Monday, August 18, 2014

The Robot Guitar Teacher

Seen at Instapundit today: Can Rocksmith 2014 Really Teach You to Play Guitar?
Following the phenomenal success of games like Guitar Hero and Rock Band, Ubisoft sensed an opportunity. If gamers went nuts for playing real rock songs on plastic guitars, why wouldn't they swoon for a game that let them score fake points with a real axe? After years of development, in 2011, Rocksmith was born.

Last fall, Ubisoft released a new version. But Rocksmith 2014 is considered a replacement rather than an update: The company is trying to rebrand the franchise not as a game but as a teaching tool. The box bears a fat label proclaiming "The fastest way to learn guitar," and Ubisoft launched an ad campaign promising that Rocksmith 2014 could teach prospective shredders to play guitar or bass in just 60 days.


Frankly, learning to play a song the Rocksmith way is exhilarating. If I (Carl) had looked up the chords online, I could have played the song just as easily. But I might have stopped to scroll down on the computer screen or to relearn the first half of the song until I got it down pat. After a few progressively more difficult play-throughs on Rocksmith, I'd memorized the song without even thinking too hard about it.

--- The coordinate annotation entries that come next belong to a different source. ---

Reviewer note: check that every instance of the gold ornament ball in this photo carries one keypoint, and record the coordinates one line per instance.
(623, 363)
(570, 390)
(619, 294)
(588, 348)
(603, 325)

The same kind of automatic difficulty adjustment works in Rocksmith's Lessons feature, which is just what it sounds like: a set of tutorials to teach players everything from how to hold the guitar and basic picking techniques, to how to bend, slide, and hammer on notes. Get them right and you'll advance to ever more challenging material. Struggle, and the oh-so-polite instructor tells you he's just going to slow that riff down a little and give you another crack at it. Herein lies Rocksmith's greatest strength as a teaching tool—it gives you the ability to learn at your own pace without fear of judgment.

If straightforward lessons aren't what you're looking for, fear not: Rocksmith 2014 tries to refresh your picking skills through games that veer into the ridiculous. I tried out Return to Castle Chordead, which revels in delightfully bad NES-style graphics (the game challenges the player to zap the hungry undead by playing the correct chords). Scales Racer—which, you guessed it, teaches the major and minor scales—puts the player in a car fleeing the police. Pick the right notes and you zip between lanes, eluding the fuzz.
. . .
If we've learned anything from this experience, it's that Rocksmith 2014 will do everything it can to try and teach you how to play the guitar, and it's got an amazing array of tools and lessons to do just that. But just like taking lessons from an actual instructor, you have to be willing to put in the time and practice, Practice, PRACTICE, even if it's boring—there are no shortcuts to properly learning your craft. And no matter how many zombies I kill in Rocksmith 2014's Return to Castle Chordead, I'm not really learning chords; instead, I've just learned how to play a video game with a real guitar as the controller.
It sounds like a fun way to learn a lot fast, but not a substitute for a good teacher. At least I hope so, one of my sons depends on guitar lessons for part of his income.